Auf diesen Bildern, in denen die Gesichter der Soldaten und die blutigen Bilder unscharf sind, sehen wir, wie die Geiseln das Gebäude verlassen und in ein Waldgebiet rennen, während um sie herum eine Schießerei ausbricht.

„Hamas-Mitglieder haben auf sie geschossen“, sagte Herr Al-Tahrawi, der Besitzer des Ladens.

Andere Kämpfer schlossen sich dem Kampf an und „liefen mit Granatwerfern durch die Straßen“, sagte Sprecher Hagari und fügte hinzu, dass das Feuer schwer sei.

„Plötzlich hörte ich eine sehr laute Bombe explodieren und das Geräusch von Raketen rund um die Moschee“, sagte Frau Abu Amr, die Frau, die ihren Onkel besucht hatte. „Ich erinnere mich nicht an die genaue Zeit, aber vielleicht 11:20.“

„Eine weitere sehr starke Rakete fiel und es entstand grauer Rauch“, fügte Abu Amr hinzu. Die Leute schrien. » Im Chaos des Bombenanschlags „schrien Kinder, Frauen stolperten beim Laufen.“

In der Nähe stationierte israelische Bodentruppen gingen zu dem liegengebliebenen Lastwagen und überführten die Geiseln und den verletzten Offizier in ein anderes Fahrzeug.

Von dort aus machten sie sich auf den Weg zum Strand, wo ein Hubschrauber auf sie wartete. Ein erster Hubschrauber war bereits gestartet und hatte Frau Argamani mitgenommen.

Von der Armee veröffentlichte Bilder zeigen Soldaten, die die Geiseln am Strand begleiten, während der Hubschrauber eine Sandwolke aufwirbelt.

Es sei die Nachricht „Wir haben die Diamanten in der Hand“ verschickt worden, wobei „Diamanten“ der Name sei, der den Geiseln während der Operation gegeben worden sei, sagte Sprecher Hagari.
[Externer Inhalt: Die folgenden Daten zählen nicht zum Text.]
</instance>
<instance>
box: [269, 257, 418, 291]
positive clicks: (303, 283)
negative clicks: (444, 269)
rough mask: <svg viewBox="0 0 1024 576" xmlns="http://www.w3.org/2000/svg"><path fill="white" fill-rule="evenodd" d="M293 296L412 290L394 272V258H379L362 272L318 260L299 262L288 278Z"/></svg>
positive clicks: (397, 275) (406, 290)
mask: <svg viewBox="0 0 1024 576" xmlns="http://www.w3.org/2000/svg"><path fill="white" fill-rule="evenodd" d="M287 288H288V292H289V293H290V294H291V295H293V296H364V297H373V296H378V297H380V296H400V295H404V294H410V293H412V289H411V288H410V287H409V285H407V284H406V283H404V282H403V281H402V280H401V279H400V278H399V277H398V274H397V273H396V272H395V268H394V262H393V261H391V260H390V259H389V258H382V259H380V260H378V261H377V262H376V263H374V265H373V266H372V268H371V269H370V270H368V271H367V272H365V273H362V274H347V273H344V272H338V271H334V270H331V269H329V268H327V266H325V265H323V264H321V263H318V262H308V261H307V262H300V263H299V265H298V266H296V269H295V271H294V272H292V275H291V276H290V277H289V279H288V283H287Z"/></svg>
Beamter Zmora wurde in ein israelisches Krankenhaus evakuiert, wo er seinen Verletzungen erlag.

Die meisten Leichen seien inzwischen begraben oder von Verwandten übernommen worden, fügte er hinzu.

Das medizinische Zentrum – bereits vor der israelischen Rettungsmission in Nuseirat überfüllt – sei überfüllt, sagte Dr. Abdelkarim al-Harazin, 28, ein dort arbeitender Arzt.

Nach Angaben des Gesundheitsministeriums von Gaza wurden 700 Menschen verletzt.